Petite histoire du snobisme, de l'Empire romain à Boris Vian
De toute évidence, on n’aimerait pas être traité de snob. Avec sa connotation péjorative et sa sonorité qui évoque elle-même le dédain, ce mot désigne une personne ayant une haute opinion d’elle-même et de son statut social, méprisante mais également méprisable.
On pourrait croire que le terme date du XIXe ou du XXe siècle, lorsqu’il s’est répandu, mais il n’en est rien.
Partez avec nous à la découverte de l’origine de ce mot, pour comprendre pourquoi il a alimenté tout un pan de la culture populaire.
Antiques origines
Sous la Rome antique, la société est traditionnellement divisée entre patriciens et plébéiens, la classe aristocratique et la classe populaire. Si la séparation est très nette à l’époque de la République, la frontière devient plus ténue sous l’Empire.

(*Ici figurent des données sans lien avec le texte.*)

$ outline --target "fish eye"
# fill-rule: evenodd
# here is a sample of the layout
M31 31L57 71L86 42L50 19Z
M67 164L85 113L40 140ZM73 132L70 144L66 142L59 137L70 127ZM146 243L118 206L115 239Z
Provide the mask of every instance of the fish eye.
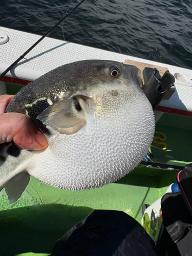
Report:
M113 69L111 71L111 75L114 77L117 77L119 74L119 70L117 69Z

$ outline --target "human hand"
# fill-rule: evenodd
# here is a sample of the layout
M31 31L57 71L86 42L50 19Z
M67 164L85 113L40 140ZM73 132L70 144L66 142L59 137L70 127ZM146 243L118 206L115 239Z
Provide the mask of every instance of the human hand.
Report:
M13 141L25 150L44 150L48 142L30 118L18 113L5 113L14 95L0 95L0 144Z

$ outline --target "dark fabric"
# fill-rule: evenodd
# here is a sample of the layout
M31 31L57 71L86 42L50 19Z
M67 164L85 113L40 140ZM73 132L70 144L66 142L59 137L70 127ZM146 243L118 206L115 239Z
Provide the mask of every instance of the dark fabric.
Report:
M161 199L164 230L159 255L192 255L192 218L181 192L165 194Z
M57 242L51 256L155 256L154 241L125 213L95 210Z

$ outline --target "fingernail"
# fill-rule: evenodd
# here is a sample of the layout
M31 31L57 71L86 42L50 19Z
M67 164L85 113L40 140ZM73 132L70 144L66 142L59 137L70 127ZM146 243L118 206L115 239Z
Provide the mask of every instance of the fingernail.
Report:
M48 142L46 136L39 130L38 130L34 136L35 140L41 147L46 148L48 144Z

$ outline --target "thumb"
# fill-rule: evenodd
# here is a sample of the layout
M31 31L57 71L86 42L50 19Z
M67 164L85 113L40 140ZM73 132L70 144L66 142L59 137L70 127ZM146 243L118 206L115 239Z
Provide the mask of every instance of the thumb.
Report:
M22 114L0 114L0 144L13 141L25 150L44 150L47 139L30 118Z

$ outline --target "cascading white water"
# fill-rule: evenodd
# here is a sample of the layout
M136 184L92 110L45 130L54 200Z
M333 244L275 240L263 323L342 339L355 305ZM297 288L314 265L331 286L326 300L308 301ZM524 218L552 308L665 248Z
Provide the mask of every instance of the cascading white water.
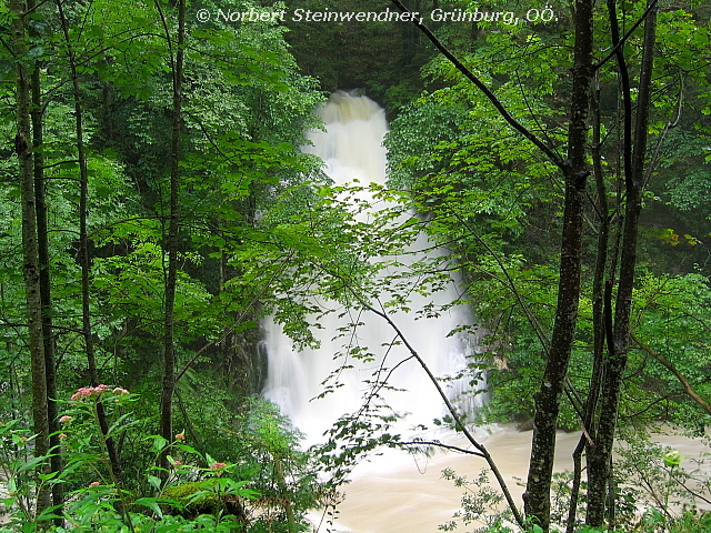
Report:
M324 122L326 131L309 132L308 137L313 145L306 150L326 162L326 171L334 183L384 183L385 150L382 140L388 131L384 111L365 97L338 92L320 109L319 115ZM431 248L425 235L421 235L412 244L413 250ZM441 255L445 251L419 253ZM414 259L418 259L417 253ZM457 283L452 279L447 290L438 293L434 303L445 304L459 295ZM432 296L414 294L411 308L423 309L432 300ZM327 376L342 363L334 361L333 355L343 351L343 343L347 341L334 336L338 329L349 322L339 319L338 314L331 313L321 319L321 328L316 331L320 341L318 350L297 352L280 324L273 320L267 320L262 324L268 355L268 379L263 394L279 404L293 424L308 435L309 441L318 440L340 415L358 410L367 391L363 380L372 380L373 372L381 364L389 369L398 366L390 375L389 384L404 391L388 392L387 403L398 413L411 413L405 419L408 424L430 425L432 419L442 416L442 399L425 372L412 359L398 365L410 358L410 352L402 345L392 346L395 335L393 329L381 316L367 313L359 316L359 322L363 325L348 336L348 342L368 346L377 354L375 361L349 361L354 369L339 374L338 381L342 386L323 399L311 401L323 391L322 382ZM475 349L475 342L467 334L450 335L453 329L471 322L465 308L451 308L435 319L415 320L415 313L404 312L393 312L391 318L435 375L453 375L467 368L468 356ZM384 363L383 358L387 358ZM468 383L468 379L460 379L443 386L449 391L448 395L454 398L469 386ZM475 401L478 396L470 400L470 404Z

Une nouvelle pratique naît alors: l’empereur peut accorder à une famille plébéienne, en récompense de services rendus, le droit d’inscrire ses enfants dans une école réservée aux patriciens. Cependant, Rome étant encore loin de la méritocratie, les maîtres tiennent à distinguer les nobles des non-nobles et apposent à côté du nom des élèves plébéiens l’abréviation “s.nob”, pour sine nobilitate, qui signifie littéralement “sans noble naissance”.
Un passage par Cambridge
L’usage de cette abréviation se perd pendant de nombreux siècles, et c’est à Cambridge dans les années 1830 qu’elle réapparaît. Les opinions divergent quant à sa signification précise parmi les étudiants.
Le terme pourrait provenir d’un mot d’argot anglais désignant les cordonniers, métier représentatif de la classe populaire au XIXe siècle. Les étudiants de Cambridge l’auraient repris pour faire référence à toutes les personnes extérieures à leur université.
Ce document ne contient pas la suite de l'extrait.